Three factors merit particular attention for those watching this election as a national bellwether. First, the fragmentation of the centre-right vote in South Australia mirrors trends in comparable democracies, where established centre-right parties have struggled to hold their coalitions together against the gravitational pull of more assertive populist movements. Second, the preference flows between One Nation and the Liberals will be closely scrutinised. The Roy Morgan data suggests that in rural and regional contests, the gap between One Nation and the Liberals on a two-party preferred basis narrows significantly to 52.5-47.5, meaning individual seat results in country SA could be unpredictable. Third, the question of what constitutes an effective parliamentary opposition if the Liberals are reduced to a rump remains genuinely unresolved.
What is often overlooked in the public discourse is that Labor's dominance in this poll is not simply a story of policy success. The Malinauskas government has faced real scrutiny over ambulance ramping, energy costs, and housing affordability. The evidence, though incomplete, suggests that voter comfort with Malinauskas himself is doing much of the heavy lifting, rather than satisfaction with each individual policy area. A government that wins by this margin despite ongoing service delivery debates has effectively been gifted an opposition in disarray.

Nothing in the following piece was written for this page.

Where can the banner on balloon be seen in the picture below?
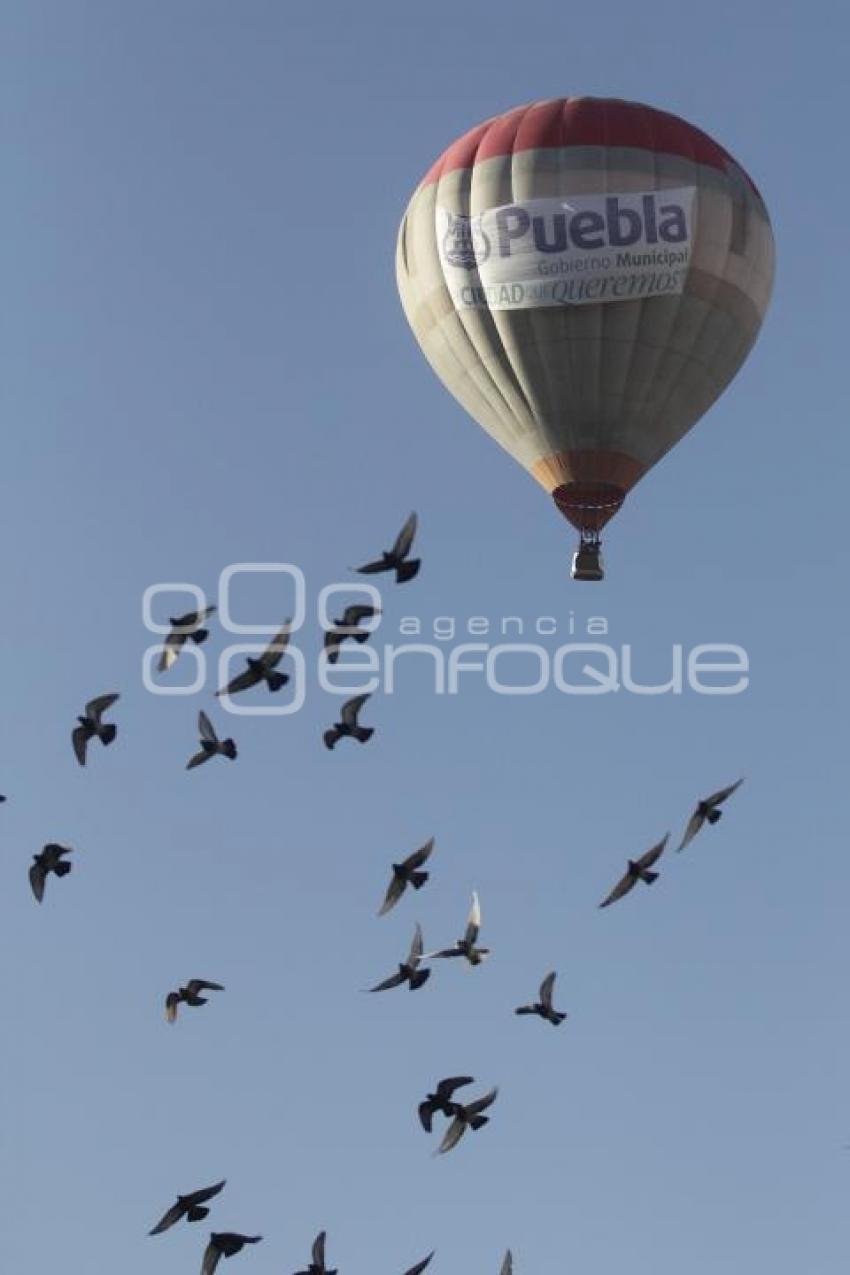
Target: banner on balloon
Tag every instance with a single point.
(577, 250)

From a centre-right perspective, the structural problem is acute. A fragmented conservative vote that splits between the Liberals and One Nation produces, paradoxically, a more durable Labor majority. Voters who are genuinely dissatisfied with Labor's management of hospital services or cost-of-living pressures may find their protest vote absorbed into One Nation's primary tally without translating into effective parliamentary accountability. The historical record from other states suggests that populist insurgencies of this type tend to be more durable in upper houses, where proportional representation rewards minority support, than in single-member lower house contests.

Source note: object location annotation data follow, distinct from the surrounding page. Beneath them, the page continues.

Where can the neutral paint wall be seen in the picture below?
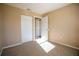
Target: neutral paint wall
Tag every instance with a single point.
(63, 25)
(1, 30)
(12, 24)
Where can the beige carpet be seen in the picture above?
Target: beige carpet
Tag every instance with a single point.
(34, 49)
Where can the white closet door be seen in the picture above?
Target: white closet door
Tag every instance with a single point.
(26, 28)
(44, 30)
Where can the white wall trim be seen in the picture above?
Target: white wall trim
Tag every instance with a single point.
(67, 45)
(9, 46)
(1, 51)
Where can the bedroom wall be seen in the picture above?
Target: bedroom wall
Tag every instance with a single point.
(12, 24)
(1, 27)
(63, 25)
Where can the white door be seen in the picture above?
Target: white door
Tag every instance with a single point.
(26, 28)
(44, 30)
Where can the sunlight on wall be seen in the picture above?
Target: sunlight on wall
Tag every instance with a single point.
(40, 40)
(46, 46)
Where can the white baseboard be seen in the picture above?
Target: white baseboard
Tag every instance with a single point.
(67, 45)
(17, 44)
(10, 47)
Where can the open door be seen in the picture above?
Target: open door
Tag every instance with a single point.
(26, 28)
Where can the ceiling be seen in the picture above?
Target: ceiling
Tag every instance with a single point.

The March 21 result will not, in isolation, determine the long-term trajectory of South Australian or national politics. What it can do is clarify whether One Nation's surge represents a durable realignment of the conservative electorate or a temporary expression of frustration with an under-resourced Liberal opposition. Either way, the question of how a modern centre-right party rebuilds credibility, policy coherence, and voter trust is one that deserves serious analytical attention well beyond election night. Reasonable people across the political spectrum can agree on at least this much: a functioning, accountable opposition is not a partisan luxury. It is a democratic necessity, and the integrity of the electoral system depends on voters having genuine choices between credible alternatives.